One deputy prime minister, three ministers of state, ten ministers and 25 deputy ministers were sworn in, along with one parliamentary speaker and one government spokesman, taking the total of appointments to 41.
Syriza won 149 seats in Sunday’s (25 January) general election, just two seats short of an outright majority in the national parliament, and has formed a coalition with the right-wing Independent Greeks, which won 13 seats. The pairing is likely to make negotiations with the troika, Greece’s international creditors, much more difficult as both parties take the same stand on austerity conditions.
Yiannis Dragasakis, a Syriza MP since 2004 will become deputy prime minister, overseeing economic affairs. He served as an MP in 1989 and 1996, and was briefly deputy minister of national economics in the Zolotas government (1989-90).
The list includes a current Syriza MEP, Georgios Katrougalos, who becomes deputy minister of administrative reform, and Nikolaos Chountis, a former MEP from 2004-14, who has been appointed as deputy minister for European affairs.
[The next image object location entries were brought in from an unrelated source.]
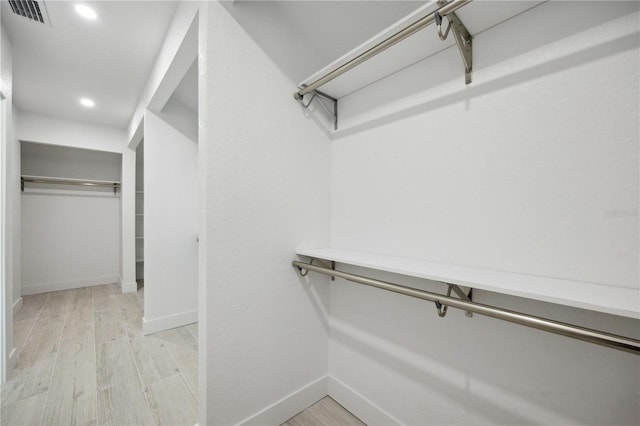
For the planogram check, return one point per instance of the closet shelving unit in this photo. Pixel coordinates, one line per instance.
(408, 41)
(376, 59)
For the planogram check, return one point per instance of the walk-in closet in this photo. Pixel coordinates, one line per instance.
(320, 213)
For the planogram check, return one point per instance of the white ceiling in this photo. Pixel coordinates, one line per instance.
(187, 91)
(301, 36)
(107, 60)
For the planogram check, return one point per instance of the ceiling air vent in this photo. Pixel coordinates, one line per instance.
(34, 10)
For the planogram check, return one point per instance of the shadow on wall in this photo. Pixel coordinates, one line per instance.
(500, 370)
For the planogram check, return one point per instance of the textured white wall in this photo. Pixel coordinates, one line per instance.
(170, 225)
(531, 169)
(267, 193)
(70, 239)
(10, 223)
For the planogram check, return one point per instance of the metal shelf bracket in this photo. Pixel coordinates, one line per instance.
(442, 310)
(464, 39)
(331, 108)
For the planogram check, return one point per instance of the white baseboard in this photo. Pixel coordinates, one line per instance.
(68, 285)
(130, 287)
(290, 405)
(17, 306)
(358, 405)
(166, 323)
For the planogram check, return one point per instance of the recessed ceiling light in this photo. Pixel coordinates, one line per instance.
(86, 102)
(86, 12)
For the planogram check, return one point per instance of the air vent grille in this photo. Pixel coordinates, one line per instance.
(29, 9)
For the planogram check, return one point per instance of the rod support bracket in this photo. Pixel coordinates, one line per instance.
(442, 310)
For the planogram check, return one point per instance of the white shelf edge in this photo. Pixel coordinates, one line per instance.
(608, 299)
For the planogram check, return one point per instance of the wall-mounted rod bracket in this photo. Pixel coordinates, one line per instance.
(303, 272)
(442, 310)
(463, 38)
(328, 103)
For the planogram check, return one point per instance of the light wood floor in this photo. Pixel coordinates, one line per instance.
(83, 360)
(325, 412)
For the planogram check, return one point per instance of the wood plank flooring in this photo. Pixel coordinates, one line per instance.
(325, 412)
(83, 360)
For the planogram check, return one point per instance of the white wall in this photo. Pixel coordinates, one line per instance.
(70, 239)
(176, 56)
(55, 131)
(71, 235)
(523, 171)
(128, 221)
(170, 226)
(74, 163)
(181, 118)
(10, 200)
(267, 193)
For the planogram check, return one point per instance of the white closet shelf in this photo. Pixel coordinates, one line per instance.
(620, 301)
(476, 16)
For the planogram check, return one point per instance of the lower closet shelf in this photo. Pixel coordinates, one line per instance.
(609, 299)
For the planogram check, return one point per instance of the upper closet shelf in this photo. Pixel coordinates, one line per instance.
(596, 297)
(69, 181)
(407, 42)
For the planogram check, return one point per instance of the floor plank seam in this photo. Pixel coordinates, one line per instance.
(95, 351)
(55, 363)
(135, 363)
(173, 357)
Tsipras has appointed Yanis Varoufakis as finance minister. He is an economist with Greek and Australian nationality and his role will include renegotiating the terms of Greece’s bailout – a promise made by the party during the election campaign. Varoufakis is a professor of economic theory in Athens and a visiting professor at the University of Texas. He once described the austerity deals as “fiscal waterboarding”.
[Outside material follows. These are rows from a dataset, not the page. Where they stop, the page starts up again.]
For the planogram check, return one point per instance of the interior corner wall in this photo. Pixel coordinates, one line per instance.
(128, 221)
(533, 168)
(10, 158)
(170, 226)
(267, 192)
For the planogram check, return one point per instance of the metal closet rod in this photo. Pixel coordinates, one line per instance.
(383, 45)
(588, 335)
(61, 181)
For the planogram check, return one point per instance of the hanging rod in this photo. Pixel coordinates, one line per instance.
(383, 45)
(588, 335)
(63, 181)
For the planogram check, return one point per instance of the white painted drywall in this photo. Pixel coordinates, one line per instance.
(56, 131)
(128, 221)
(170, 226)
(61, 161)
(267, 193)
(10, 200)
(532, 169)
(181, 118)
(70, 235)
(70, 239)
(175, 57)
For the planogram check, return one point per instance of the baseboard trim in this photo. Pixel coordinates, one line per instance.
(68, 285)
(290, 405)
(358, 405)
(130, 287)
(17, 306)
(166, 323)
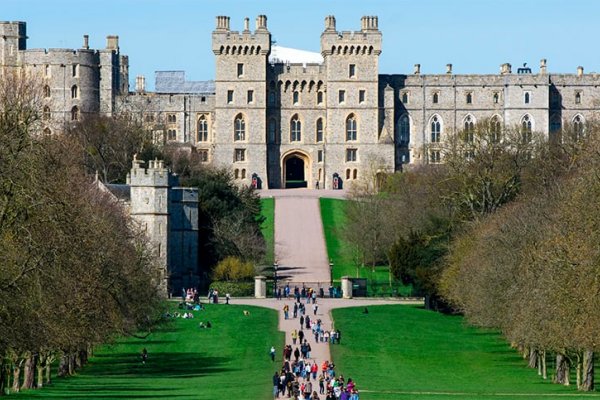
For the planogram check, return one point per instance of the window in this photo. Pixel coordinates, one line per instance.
(202, 129)
(526, 127)
(239, 128)
(239, 155)
(351, 127)
(75, 114)
(272, 131)
(319, 130)
(495, 129)
(295, 129)
(203, 155)
(405, 96)
(351, 155)
(469, 129)
(404, 129)
(436, 129)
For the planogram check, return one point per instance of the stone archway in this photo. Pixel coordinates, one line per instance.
(296, 170)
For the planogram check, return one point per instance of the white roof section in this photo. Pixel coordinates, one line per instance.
(287, 55)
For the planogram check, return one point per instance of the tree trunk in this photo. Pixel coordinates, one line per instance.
(587, 383)
(28, 372)
(562, 370)
(533, 358)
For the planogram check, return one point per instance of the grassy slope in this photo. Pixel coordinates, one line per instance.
(409, 349)
(268, 227)
(229, 361)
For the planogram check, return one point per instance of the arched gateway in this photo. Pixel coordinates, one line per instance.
(296, 170)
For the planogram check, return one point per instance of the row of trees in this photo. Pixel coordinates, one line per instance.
(74, 273)
(504, 231)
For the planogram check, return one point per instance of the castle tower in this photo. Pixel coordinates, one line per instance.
(240, 103)
(356, 134)
(13, 38)
(150, 207)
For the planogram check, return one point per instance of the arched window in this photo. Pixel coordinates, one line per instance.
(202, 129)
(495, 129)
(351, 127)
(404, 129)
(469, 129)
(578, 127)
(526, 128)
(319, 130)
(239, 128)
(295, 129)
(272, 131)
(75, 114)
(436, 129)
(46, 113)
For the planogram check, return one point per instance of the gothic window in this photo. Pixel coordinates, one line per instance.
(202, 129)
(239, 155)
(436, 129)
(295, 129)
(272, 130)
(469, 129)
(351, 155)
(526, 128)
(404, 129)
(319, 130)
(75, 114)
(351, 127)
(239, 128)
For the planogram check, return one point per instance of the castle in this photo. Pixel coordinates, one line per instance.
(280, 117)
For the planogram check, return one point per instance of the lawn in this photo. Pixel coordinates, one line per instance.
(267, 210)
(406, 352)
(228, 361)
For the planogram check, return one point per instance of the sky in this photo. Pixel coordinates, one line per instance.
(476, 36)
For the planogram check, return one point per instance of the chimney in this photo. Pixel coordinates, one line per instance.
(543, 66)
(112, 42)
(140, 83)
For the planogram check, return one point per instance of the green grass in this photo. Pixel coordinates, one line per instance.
(229, 361)
(406, 352)
(267, 210)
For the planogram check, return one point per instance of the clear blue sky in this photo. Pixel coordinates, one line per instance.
(476, 36)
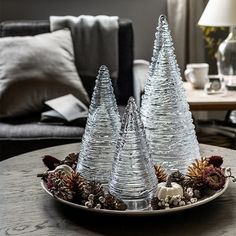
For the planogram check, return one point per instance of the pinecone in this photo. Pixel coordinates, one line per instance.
(195, 183)
(77, 184)
(154, 203)
(59, 185)
(71, 160)
(113, 203)
(160, 173)
(92, 194)
(177, 177)
(196, 169)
Varoufakis runs a popular blog, on which he wrote after his appointment: “To continue blogging is normally considered irresponsible for a finance minister […]. My blog posts will become more infrequent and shorter. But I do hope they compensate with juicier views, comments and insights.”
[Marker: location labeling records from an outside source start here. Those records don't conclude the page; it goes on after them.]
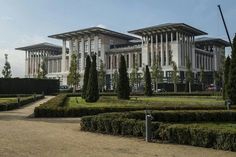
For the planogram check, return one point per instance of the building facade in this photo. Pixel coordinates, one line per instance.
(161, 44)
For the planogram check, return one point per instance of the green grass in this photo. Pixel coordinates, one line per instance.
(214, 126)
(12, 99)
(7, 100)
(106, 101)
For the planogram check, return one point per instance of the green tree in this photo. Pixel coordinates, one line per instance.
(115, 78)
(175, 76)
(92, 94)
(123, 81)
(226, 77)
(134, 76)
(148, 82)
(74, 77)
(42, 70)
(189, 76)
(86, 76)
(232, 74)
(6, 72)
(101, 77)
(202, 77)
(157, 75)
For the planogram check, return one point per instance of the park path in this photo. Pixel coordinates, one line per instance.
(23, 136)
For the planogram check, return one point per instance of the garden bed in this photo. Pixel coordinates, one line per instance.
(10, 103)
(203, 132)
(65, 105)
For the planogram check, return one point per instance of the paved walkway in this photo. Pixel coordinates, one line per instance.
(22, 136)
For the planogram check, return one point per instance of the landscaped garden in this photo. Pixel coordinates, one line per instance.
(9, 102)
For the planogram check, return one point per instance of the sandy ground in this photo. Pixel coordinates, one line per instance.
(21, 136)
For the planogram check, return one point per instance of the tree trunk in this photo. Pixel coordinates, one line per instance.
(156, 86)
(189, 87)
(175, 87)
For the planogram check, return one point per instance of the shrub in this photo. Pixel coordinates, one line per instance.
(197, 135)
(14, 105)
(92, 93)
(123, 90)
(28, 86)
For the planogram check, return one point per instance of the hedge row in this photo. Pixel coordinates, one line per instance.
(115, 126)
(28, 86)
(55, 108)
(156, 94)
(188, 116)
(15, 105)
(197, 135)
(122, 124)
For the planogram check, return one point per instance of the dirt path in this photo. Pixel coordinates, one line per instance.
(25, 137)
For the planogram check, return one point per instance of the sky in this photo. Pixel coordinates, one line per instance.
(26, 22)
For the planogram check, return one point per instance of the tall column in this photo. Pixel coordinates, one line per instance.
(70, 52)
(162, 55)
(29, 63)
(152, 53)
(171, 36)
(89, 46)
(26, 64)
(130, 60)
(156, 57)
(82, 54)
(63, 60)
(167, 53)
(96, 49)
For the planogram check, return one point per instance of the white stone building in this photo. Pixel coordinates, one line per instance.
(162, 43)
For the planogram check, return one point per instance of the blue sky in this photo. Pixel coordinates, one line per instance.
(25, 22)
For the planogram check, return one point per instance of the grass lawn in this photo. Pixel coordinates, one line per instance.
(214, 126)
(12, 99)
(106, 101)
(7, 100)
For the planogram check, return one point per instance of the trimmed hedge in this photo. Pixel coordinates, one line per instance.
(15, 105)
(55, 108)
(28, 86)
(189, 134)
(197, 135)
(156, 94)
(187, 116)
(110, 124)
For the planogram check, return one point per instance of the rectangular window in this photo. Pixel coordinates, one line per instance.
(127, 61)
(115, 62)
(99, 44)
(140, 60)
(80, 46)
(86, 46)
(134, 60)
(92, 46)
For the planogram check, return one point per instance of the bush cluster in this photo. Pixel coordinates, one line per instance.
(132, 124)
(187, 116)
(28, 86)
(15, 105)
(197, 135)
(110, 124)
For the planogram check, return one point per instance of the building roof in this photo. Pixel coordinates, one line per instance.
(168, 27)
(92, 30)
(40, 46)
(212, 40)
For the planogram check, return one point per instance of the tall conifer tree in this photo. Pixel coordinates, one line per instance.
(92, 87)
(86, 76)
(148, 82)
(123, 89)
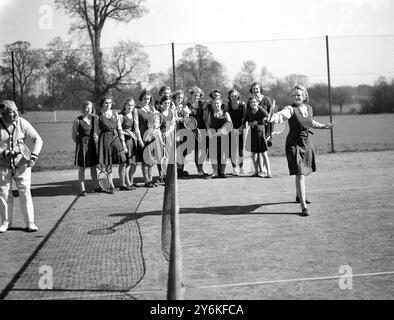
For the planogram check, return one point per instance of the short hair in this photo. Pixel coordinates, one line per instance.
(214, 91)
(231, 92)
(105, 97)
(218, 99)
(164, 99)
(164, 88)
(126, 101)
(196, 89)
(256, 84)
(144, 93)
(5, 104)
(177, 93)
(86, 103)
(304, 90)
Panos Kammenos, leader of the junior coalition partner, will become defence minister. He joined the national parliament on behalf of the centre-right New Democracy party in 1993 and was a minister of marine affairs in 2007. In 2012 Kammenos founded the Independent Greeks party after he was expelled from New Democracy when he voted against a coalition government in a vote of confidence.
Nikos Voutsis, a member of the national parliament since 2012 and secretary of Syriza’s parliamentary group, gets the interior ministry post. Nikos Kotzias, political theory professor at the University of Piraeus, will be foreign affairs minister. He was head of the Greek foreign ministry think-thank on negotiations for the new European Convention and has worked as a senior expert at the ministry.